Custom data in your website audit
Content extraction allows you to customize the output you get from Sitebulb's crawler, and include specific datapoints that you need to help you make better decisions. You can use it to help determine popular content by scraping comment counts, assign author names to URLs from a blog, or count the number of products in each category on an ecommerce store.
Content search enables you to identify pages which contain specific words or phrases, which is a crucial feature for rebranding/migration exercises, and extremely useful for topic modelling and finding internal linking opportunities.
Sitebulb's extraction setup is a cinch for beginners to get the hang of, whilst also offering extremely advanced configuration options for more experienced users.
Taking the pain out of content extraction
If you're familiar with custom extraction on other crawler tools, you'll know how frustrating it can be to set it up correctly. Sitebulb is designed to remove all these frustrating pain-points, with an intuitive system that does the heavy lifting for you:
- Load in a test URL into the visual selector window (also works with JavaScript frameworks).
- Point and click the element you want to scrape.
- Give the datapoint a meaningful name.
- Check the 'Test' tab to ensure it is working as you expect.
This means it works on any website you throw at it. It means you don’t need a degree in advanced Regex to figure out what selector to choose. And it means you don’t need to crawl the website 37 times in order to test your selectors.
Point-and-click interface
See a piece of data you'd like to extract, then just point-and-click, and Sitebulb will choose the correct CSS selector for you.
To perform content extraction on other crawler tools, divining the correct CSS selector can be a bit of a mission, involving digging around in Google Chrome DevTools and hoping you have got the right one.
Test without crawling
The handy 'Test' tab means you can ascertain the result of your extraction setup without running a crawl, which makes a significant time saving.
The test feature allows you to tweak different extraction options to ensure you have picked the right selector and data type, or load in different URLs to ensure that the extraction works across different pages.
Advanced extraction options
Extraction is not just restricted to simple scraping, you can also perform operations such as a count, or checking if an element exists. You can also apply URL pattern matching specifically for each extraction rule, to ensure computer resources are not wasted unnecessarily.

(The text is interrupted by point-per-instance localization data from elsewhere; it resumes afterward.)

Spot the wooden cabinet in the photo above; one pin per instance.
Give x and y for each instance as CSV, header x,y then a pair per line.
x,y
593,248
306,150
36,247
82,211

Scraping data with regex is typically an advanced use-case, and Sitebulb includes advanced functions to suit. You can specify a CSS selector in which to perform the regex pattern matching - rather than simply across the entire HTML document - and additionally pull from specific regex groups.
Flexible content search
Content search is a simple concept; provide a word or phrase for the crawler to check for in the HTML of every page. The setup in Sitebulb does not overcomplicate this basic process:
As always, however, Sitebulb offers that little bit more for those that want it, allowing you to combine words and phrases and even set exclusion patterns.